With the addition of the music, Torres says what Rematch offers is “theatre, music, sport. For us it is a chance to recreate this enormous moment with a new generation. Say you’re a couple, one loves music and theatre, the other is a boxing fan. You could both enjoy it; we’re bridging audiences”. History buffs, too, perhaps? “Look, the fight brought attention to Africa like never before; so we’re showing that world, that food, that music, the African culture, those politics.”
Torres has form in creating worlds — the 37-year-old spent the best part of four years as a creative director at Secret Cinema. Helping him will be 80 people a night running the show, but it’s taken more than 200 to get this far. Key is writer Tristan Fynn-Aiduenu, who directed the Olivier-nominated For Black Boys Who Have Considered Suicide When the Hue Gets Too Heavy and, in charge of the music, the acclaimed Nigerian-born British jazz guitarist Femi Temowo.
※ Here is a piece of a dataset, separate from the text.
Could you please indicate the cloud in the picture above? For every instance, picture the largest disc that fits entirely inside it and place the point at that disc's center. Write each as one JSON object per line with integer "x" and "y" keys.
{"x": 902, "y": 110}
Elsewhere are Congolese performers, “which gives us a living thread to then, to 1974”.
What happened that morning in Zaire changed both Ali and Foreman’s lives: it made the legend of Ali, and sent Foreman into a spiralling depression that left him reborn and preaching on the streets (he later would return to the ring as the oldest heavyweight champion of the world). But there was more to it than two men stepping into the ring, and Torres knows it.
“We are offering an experiential understanding. You could have read a book or watched a documentary. But here you will have lived it; you’ve shouted ‘Ali, bomaye!’, you’ve danced to the music, you’ve spoken to the people that were there. You should leave with an emotional connection.” He pauses. “You will understand.”